Atas dasar banyaknya pergeseran atau perubahan makna dalam pemakaian
bahasa, tidak mengherankan dalam beberapa tahun terakhir ini di Indonesia
muncul berbagai kata yang memiliki banyak makna baru. Meski demikian makna
yang melekat terlebih dahulu tidak serta merta hilang begitu saja. Perubahan
makna suatu kata yang terjadi, terkadang hampir tidak disadari oleh pengguna
bahasa itu sendiri. Untuk itu perlu bagi kita mengetahui dan memahami ilmu
kebahasaan secara utuh.

B. Pengertian Semantik
Kata semantik dalam bahasa Indonesia (Inggris: Semantics) berasal bahasa
Yunani sema artinya ‘tanda’ atau lambang kata kerjanya adalah semaino yang
berarti menandai atau melambangkan. Yang dimaksud dengan tanda atau
lambang sebagai padanan kata sema itu adalah tanda linguistik seperti yang
dikemukakan oleh Ferdinan de Seassure (1966) yaitu yang terdiri dari komponen
yang menggantikan yang berwujud bentuk-bentuk bunyi bahasa dan komponen
yang diartikan atau makna dari komponen yang pertama itu.
Kata semantik disepakati sebagai istilah yang digunakan untuk bidang
linguistik yang mempelajari hubungan antara tanda-tanda linguistik dengan hal-hal
yang ditandainya. Oleh karena itu, kata semantik dapat diartikan sebagai ilmu
tentang makna atau tentang arti, yaitu salah satu dari tiga tataran analisis bahasa;
fonologi, gramatika, dan semantik.

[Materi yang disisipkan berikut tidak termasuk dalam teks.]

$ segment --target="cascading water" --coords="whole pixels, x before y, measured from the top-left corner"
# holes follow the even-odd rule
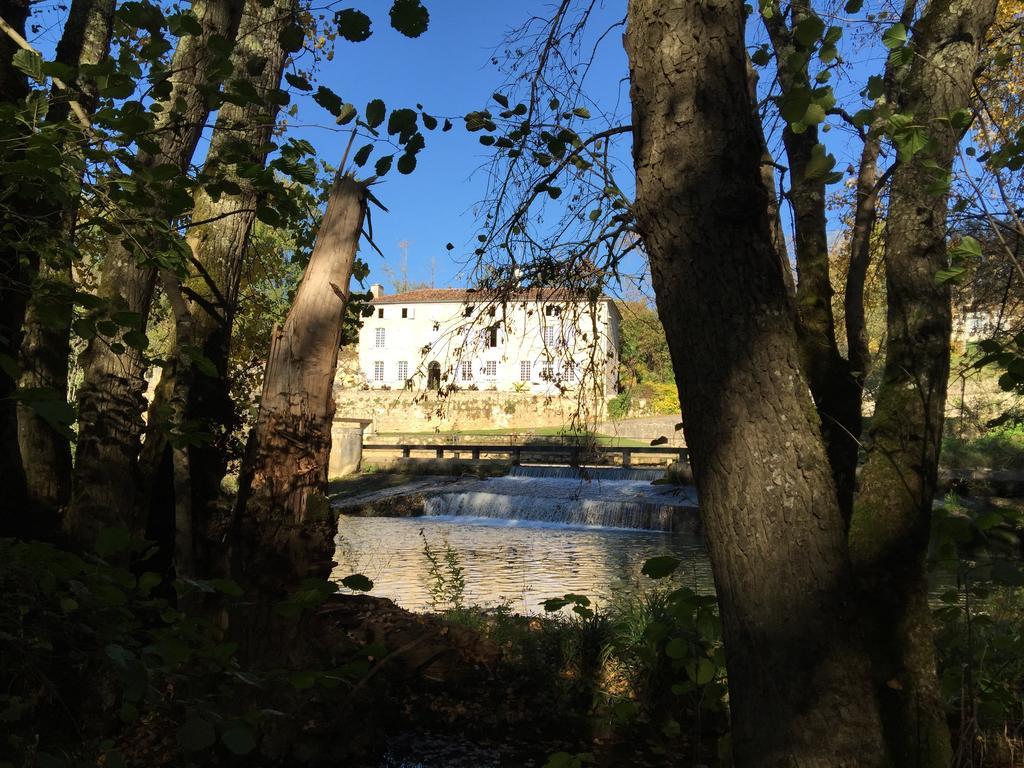
[[[694,530],[693,488],[654,484],[657,470],[515,467],[505,477],[424,499],[424,514],[530,523]]]

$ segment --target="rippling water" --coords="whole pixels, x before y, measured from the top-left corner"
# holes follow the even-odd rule
[[[696,515],[693,511],[691,514]],[[467,605],[509,603],[518,612],[543,612],[540,603],[566,592],[601,603],[615,589],[650,584],[644,560],[673,555],[683,561],[678,584],[713,591],[711,564],[697,535],[582,527],[558,523],[458,517],[346,517],[339,522],[338,580],[364,573],[372,595],[410,610],[431,609],[429,562],[422,530],[435,551],[445,542],[465,568]]]

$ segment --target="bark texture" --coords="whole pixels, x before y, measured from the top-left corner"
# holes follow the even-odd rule
[[[905,0],[900,13],[900,24],[910,29],[913,24],[918,0]],[[879,156],[885,134],[885,109],[894,103],[899,91],[899,83],[906,74],[906,65],[896,66],[890,56],[886,60],[885,94],[876,103],[878,116],[867,128],[864,145],[860,152],[857,168],[857,191],[854,201],[853,230],[850,237],[850,263],[846,272],[846,290],[843,295],[843,309],[846,321],[847,360],[850,375],[863,386],[871,368],[868,347],[867,324],[865,322],[864,286],[867,270],[871,264],[871,238],[878,220],[878,203],[882,177],[879,174]],[[859,433],[858,433],[859,434]]]
[[[183,171],[191,162],[203,126],[223,77],[225,59],[218,37],[233,42],[242,0],[199,0],[193,5],[203,31],[178,41],[171,60],[172,90],[157,125],[158,151],[140,153],[140,170],[173,165]],[[138,172],[135,174],[139,175]],[[148,187],[144,211],[160,220],[160,184]],[[99,294],[114,310],[132,312],[144,329],[156,284],[146,257],[153,232],[128,231],[110,244],[100,270]],[[138,530],[134,515],[139,486],[138,451],[142,434],[145,361],[126,345],[116,351],[105,339],[93,339],[82,354],[84,380],[79,390],[79,439],[72,478],[68,532],[91,547],[103,527],[127,524]]]
[[[275,0],[269,5],[250,0],[246,4],[231,54],[236,82],[251,85],[261,95],[280,86],[287,54],[279,37],[292,19],[294,5],[293,0]],[[220,108],[203,174],[226,178],[238,184],[241,193],[222,195],[217,201],[202,188],[196,193],[193,221],[209,223],[188,230],[191,278],[174,290],[180,291],[183,303],[175,307],[172,364],[164,369],[154,397],[142,464],[151,514],[166,514],[171,507],[175,510],[179,573],[186,561],[204,570],[204,563],[212,559],[212,553],[197,550],[208,541],[204,530],[224,475],[227,436],[238,427],[228,390],[228,344],[258,194],[252,179],[239,176],[234,167],[238,163],[265,164],[276,117],[278,106],[269,98],[259,104],[228,102]],[[197,370],[188,347],[199,349],[213,362],[215,377]],[[200,425],[212,435],[211,441],[172,446],[167,428],[160,423],[168,416],[172,423]],[[173,493],[167,493],[169,487]],[[164,530],[170,527],[166,522],[157,524]]]
[[[635,212],[722,610],[739,766],[883,765],[846,526],[762,182],[741,0],[634,0]]]
[[[779,62],[778,80],[783,94],[813,89],[806,61],[800,66],[792,63],[801,53],[793,28],[811,12],[806,0],[795,0],[788,9],[790,25],[781,11],[765,18],[775,59]],[[821,434],[836,478],[840,507],[849,518],[853,509],[861,432],[861,387],[851,376],[850,366],[836,343],[825,181],[823,174],[811,172],[818,128],[810,125],[798,133],[786,123],[782,129],[782,143],[790,162],[788,199],[796,231],[797,317],[804,370],[821,416]]]
[[[0,0],[0,16],[24,36],[29,16],[26,0]],[[17,45],[0,33],[0,101],[4,109],[13,105],[29,92],[29,83],[12,63]],[[5,133],[7,131],[5,130]],[[17,133],[16,128],[11,133]],[[15,140],[19,136],[12,136]],[[16,185],[14,179],[0,179],[4,187]],[[16,196],[5,201],[5,225],[15,231],[24,206]],[[11,215],[12,214],[12,215]],[[16,234],[11,232],[12,240]],[[31,274],[27,274],[20,254],[15,248],[0,248],[0,477],[4,478],[4,496],[0,501],[0,535],[24,532],[27,522],[28,487],[17,450],[17,411],[14,393],[17,389],[17,350],[22,344],[22,323],[28,299]]]
[[[71,5],[63,35],[56,48],[56,60],[74,73],[71,92],[54,88],[47,122],[58,124],[69,116],[68,103],[78,100],[86,114],[96,105],[94,83],[79,77],[83,65],[98,63],[106,57],[114,24],[114,0],[75,0]],[[65,153],[77,152],[81,137],[75,125],[68,124]],[[72,246],[78,214],[77,190],[82,173],[73,166],[68,186],[76,190],[66,200],[48,200],[39,215],[39,224],[48,237],[40,237],[35,261],[39,264],[25,316],[20,349],[19,386],[44,390],[50,396],[67,400],[68,365],[71,356],[72,322]],[[71,443],[32,408],[22,404],[17,413],[17,436],[28,481],[32,514],[43,535],[53,536],[57,515],[71,497]]]
[[[950,123],[971,102],[995,0],[933,0],[918,25],[898,111],[913,115],[930,145],[900,158],[886,222],[888,345],[867,463],[850,529],[864,588],[863,614],[877,665],[886,737],[903,766],[948,766],[945,708],[925,557],[936,490],[949,375],[945,173],[962,131]]]
[[[330,568],[333,382],[366,186],[339,175],[284,327],[274,329],[238,502],[237,565],[263,595]],[[259,644],[260,638],[252,638]]]

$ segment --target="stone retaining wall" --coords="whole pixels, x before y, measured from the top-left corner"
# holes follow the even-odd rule
[[[568,426],[579,409],[574,396],[519,392],[436,392],[336,389],[337,418],[370,419],[369,439],[380,432],[464,431]],[[602,416],[604,404],[601,403]]]

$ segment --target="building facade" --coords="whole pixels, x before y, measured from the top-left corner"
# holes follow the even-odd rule
[[[606,296],[372,291],[359,331],[359,369],[372,389],[558,394],[588,387],[599,397],[615,394],[621,316]]]

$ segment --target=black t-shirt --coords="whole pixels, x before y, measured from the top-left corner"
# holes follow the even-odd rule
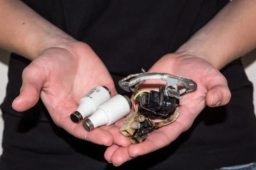
[[[67,34],[88,44],[108,69],[118,92],[127,94],[118,85],[119,79],[140,72],[142,68],[148,70],[163,56],[175,52],[228,0],[23,1]],[[29,62],[12,54],[6,96],[1,108],[3,112],[18,117],[32,113],[40,121],[51,122],[41,101],[23,113],[12,108],[13,100],[19,94],[22,71]],[[119,168],[205,170],[256,162],[256,121],[252,84],[239,60],[221,71],[232,93],[228,105],[217,108],[207,107],[189,130],[168,146],[125,163]],[[47,133],[38,132],[38,136]],[[58,144],[52,140],[52,143]],[[93,164],[95,169],[104,169],[105,164],[101,163],[103,161],[99,160],[102,159],[102,150],[105,147],[97,146],[102,150],[99,151],[100,154],[89,158],[87,156],[83,157],[83,152],[88,152],[91,144],[80,141],[69,142],[70,145],[81,145],[76,148],[80,148],[77,152],[81,153],[79,156],[83,161],[73,167],[85,168]],[[34,149],[36,152],[36,149]],[[69,156],[79,156],[76,155],[70,154]],[[56,161],[53,161],[56,164],[66,160],[54,158]]]

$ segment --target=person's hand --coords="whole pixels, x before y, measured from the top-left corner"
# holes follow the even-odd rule
[[[166,72],[189,78],[197,84],[197,89],[183,96],[179,106],[180,116],[174,122],[157,129],[142,143],[130,145],[128,148],[115,144],[109,147],[105,158],[116,166],[166,146],[190,127],[206,105],[209,107],[226,105],[231,97],[224,76],[206,60],[197,56],[167,54],[148,72]],[[150,83],[158,84],[154,89],[157,91],[159,83],[163,83],[163,81],[146,80],[141,86]],[[116,125],[121,127],[122,123],[120,121]]]
[[[129,144],[113,125],[88,133],[81,123],[70,119],[81,99],[95,86],[105,86],[112,96],[116,94],[107,68],[86,44],[74,41],[47,48],[24,70],[22,80],[20,94],[12,104],[15,110],[31,108],[40,97],[55,123],[75,136],[107,146]]]

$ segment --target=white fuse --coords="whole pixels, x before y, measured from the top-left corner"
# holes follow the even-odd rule
[[[106,87],[95,87],[80,100],[78,108],[70,115],[70,119],[75,123],[79,123],[94,113],[100,104],[110,99],[111,94]]]
[[[103,125],[112,125],[129,114],[131,106],[128,96],[117,94],[99,106],[93,114],[83,121],[83,126],[90,131]]]

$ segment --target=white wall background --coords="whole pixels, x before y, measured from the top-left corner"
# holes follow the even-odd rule
[[[4,98],[6,93],[6,88],[7,83],[8,64],[9,60],[9,53],[0,49],[0,103]],[[249,79],[254,84],[253,92],[254,105],[256,106],[256,50],[243,58],[243,63],[246,68],[245,71]],[[254,108],[256,113],[256,107]],[[0,114],[2,115],[0,110]],[[1,147],[2,133],[3,122],[2,116],[0,117],[0,155],[2,154]]]

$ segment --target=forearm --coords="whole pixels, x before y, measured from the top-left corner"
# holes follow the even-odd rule
[[[31,60],[55,43],[73,40],[18,0],[0,0],[0,47]]]
[[[177,52],[200,54],[219,69],[256,47],[255,30],[256,1],[233,0]]]

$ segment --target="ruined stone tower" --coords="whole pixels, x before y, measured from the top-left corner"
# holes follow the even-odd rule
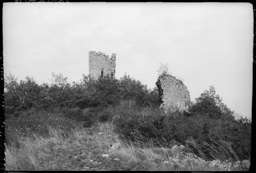
[[[111,58],[100,51],[97,53],[93,51],[89,52],[89,75],[95,79],[101,76],[101,69],[104,71],[104,75],[113,75],[116,74],[115,53],[112,54]]]
[[[177,106],[187,111],[190,102],[189,92],[180,80],[171,75],[159,76],[156,82],[162,103],[160,106]]]

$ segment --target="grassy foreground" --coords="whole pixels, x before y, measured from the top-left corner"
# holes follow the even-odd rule
[[[246,170],[250,166],[250,161],[224,160],[230,157],[226,155],[228,153],[236,157],[225,143],[220,144],[221,146],[230,151],[221,152],[212,148],[209,152],[216,159],[209,161],[196,155],[187,146],[172,149],[172,147],[158,148],[150,142],[124,143],[108,123],[91,128],[77,127],[65,135],[51,128],[48,130],[47,138],[17,135],[15,143],[6,146],[6,170],[218,171]],[[120,145],[111,149],[114,143]],[[103,154],[108,157],[102,157]]]

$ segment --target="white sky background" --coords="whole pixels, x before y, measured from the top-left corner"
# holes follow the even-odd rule
[[[88,74],[88,52],[116,54],[151,88],[160,62],[184,80],[191,100],[209,86],[251,117],[253,11],[246,3],[4,3],[4,72],[39,84],[52,72],[69,82]]]

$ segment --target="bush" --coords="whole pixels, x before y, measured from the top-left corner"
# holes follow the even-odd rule
[[[161,140],[163,120],[160,109],[140,107],[134,101],[121,101],[113,113],[114,130],[124,139],[132,141],[150,139],[156,143]]]
[[[48,135],[49,127],[62,131],[64,134],[75,129],[77,123],[60,113],[38,111],[35,108],[23,112],[17,117],[9,115],[5,120],[5,134],[7,142],[15,141],[16,135],[30,136],[34,134],[43,136]]]

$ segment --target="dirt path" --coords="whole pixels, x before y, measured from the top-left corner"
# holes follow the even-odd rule
[[[121,163],[114,160],[114,158],[102,156],[102,154],[107,153],[103,153],[98,145],[97,140],[103,139],[102,135],[98,134],[104,133],[104,130],[96,126],[89,130],[91,132],[90,136],[79,140],[80,145],[73,146],[67,153],[69,161],[63,166],[63,168],[67,170],[117,170],[117,168],[122,167],[118,166]]]

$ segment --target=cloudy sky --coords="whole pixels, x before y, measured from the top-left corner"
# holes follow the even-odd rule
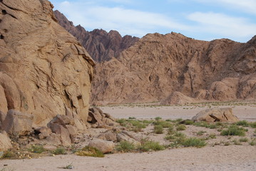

Selain dari istilah semantik adapula yang
digunakan istilah lain seperti semiotika, semiologi, semasiologi, semememik, dan

1
semik untuk merujuk pada bidang studi yang mempelajari makna atau arti dari
suatu arti atau lambang.
Namun, istilah semantik lebih umum digunakan dalam studi linguistik
karena istilah-istilah yang lainnya itu mempunyai cakupan objek yang lebih luas;
yakni mencakup makna tanda atau lambang pada umumnya. Termasuk tanda-
tanda-tanda lalulintas, kode morse, tanda-tanda dalam ilmu matematika.

C. Jenis-Jenis Makna
Jenis makna dapat dibedakan berdasarkan beberapa kriteria dan sudut
pandang. Berdasarkan jenis semantiknya dapat dibedakan antara makna leksikal
dan makna gramatikal. Berdasarkan ada tidaknya referen pada sebuah kata dapat
dibedakan adanya makna referensial dan nonreferensial. Berdasarkan ada
tidaknya nilai rasa pada sebuah kata dapat dibedakan adanya makna konotatif
dan denotatif. Berdasarkan ketepatan maknanya dapat dibedakan adanya makna
istilah atau makna umum dan makna khusus.
Selain pembagian berdasarkan kriteria dan sudut pandang tersebut, masih terdapat
kriteria dan sudut pandang lain yang menjelaskan tentang pembagian makna.
1. Makna Referensial
Makna referensial adalah makna yang berhubungan langsung dengan
kenyataan atau memiliki referen (acuan), makna referensial dapat disebut juga
makna kognitif, karena memiliki acuan. Dalam makna ini memiliki hubungan
dengan konsep mengenai sesuatu yang telah disepakati bersama (oleh
masyarakat bahasa), Seperti meja dan kursi adalah yang bermakna referensial
karena keduanya mempunyai referen, yaitu sejenis perabot rumah tangga yang
disebut ”meja” dan ”kursi”.
2. Makna Nonreferensial
Makna nonreferensial adalah sebuah kata yang tidak mempunyai referen
(acuan). Seperti kata preposisi dan konjungsi, juga kata tugas lainnya. Dalam
hal ini kata preposisi dan konjungsi serta kata tugas lainnya hanya memiliki
fungsi atau tugas tapi tidak memiliki makna.
Berkenaan dengan bahasan ini ada sejumlah kata yang disebut kata-kata
deiktis, yaitu kata yang acuannya tidak menetap pada satu maujud, melainkan
dapat berpindah dari maujud yang satu kepada maujud yang lain. Yang
termasuk kata-kata deiktis yaitu: dia, saya, kamu, di sini, di sana, di situ,
sekarang, besok, nanti, ini, itu. Contoh lain referen kata di sini dalam ketiga
kalimat berikut.
(a) Tadi dia duduk di sini

2
(b) ”Hujan terjadi hampir setiap hari di sini”, kata walikota Bogor.
(c) Di sini, di Indonesia, hal seperti itu sering terjadi.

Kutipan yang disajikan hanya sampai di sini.